Both publications detailed how the two spy agencies executed a pinpoint operation using a car bomb to take down Mughniyeh in a restaurant parking lot in Damascus on Feb. 12, 2008.


The CIA led the operation, carrying out tedious tests on the car bomb at a facility in North Carolina to ensure that the bomb would have a small radius and cause no collateral damage, both publications said.


After deciding on the right bomb, CIA and Mossad agents had to wait months to carry out the operation, monitoring Mughniyeh’s movements and waiting for a moment when he was alone to carry out the strike.


However, there is a stark difference between the two publications on one detail of the operation regarding who actually detonated the bomb that killed Mughniyeh.
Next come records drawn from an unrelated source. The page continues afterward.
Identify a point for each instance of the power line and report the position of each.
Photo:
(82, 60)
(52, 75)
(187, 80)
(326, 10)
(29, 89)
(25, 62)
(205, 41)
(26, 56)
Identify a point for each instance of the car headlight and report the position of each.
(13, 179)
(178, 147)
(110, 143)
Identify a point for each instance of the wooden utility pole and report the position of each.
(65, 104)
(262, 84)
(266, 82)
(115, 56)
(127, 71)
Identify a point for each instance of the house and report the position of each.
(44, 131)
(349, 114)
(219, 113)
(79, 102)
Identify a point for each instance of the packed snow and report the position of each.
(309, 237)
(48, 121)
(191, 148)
The Post reported that operatives on the ground monitored Mughniyeh’s movements but the device was triggered remotely from Tel Aviv.


“The way it was set up, the U.S. could object and call it off, but it could not execute,” a former U.S. intelligence official told the Post.
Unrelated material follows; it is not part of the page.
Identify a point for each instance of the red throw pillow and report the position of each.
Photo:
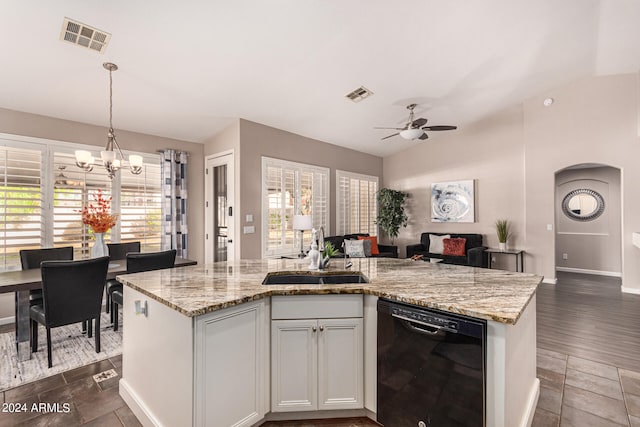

They added that the Israelis wanted to pull the trigger as payback with one former official describing it as “revenge,” but the Americans didn’t care.


However, Newsweek reported that the CIA operative that was monitoring Mughniyeh’s movements with a Mossad agent in Damascus would “press the remote,” to detonate the bomb.


Newsweek reported that this Mossad agent was present to identify Mughniyeh while the Post said that facial recognition technology was used.


Both publications scrutinized the legality of the operation. Following a 1981 executive order, the CIA was banned from carrying out assassinations. Therefore, in order to authorize this mission the CIA had to receive permission from former President of the United States George W. Bush as well as several senior figures, the Post said.


The CIA justified the operation by stating that Mughniyeh was a threat to American national security as he had been involved in a number of operations that killed Americans and was also thought to be training Shiite militias in Iraq that were targeting American troops at the time.


Newsweek reported that it only took the U.S. president 30 seconds to agree to the order when former CIA Chief Michael Hayden brought him the request, telling him to “Go with God.”


Hayden was nonetheless nervous about carrying out the operation due to its precarious legality but eventually agreed, Newsweek said.


Mughniyeh had been on the FBI’s most wanted list for decades after being involved in operations such as the attack on the U.S. Embassy in Beirut, the kidnapping and murder of Beirut CIA station Chief William Buckley and the bombing of U.S. Marine barracks at Beirut airport in the 1980s.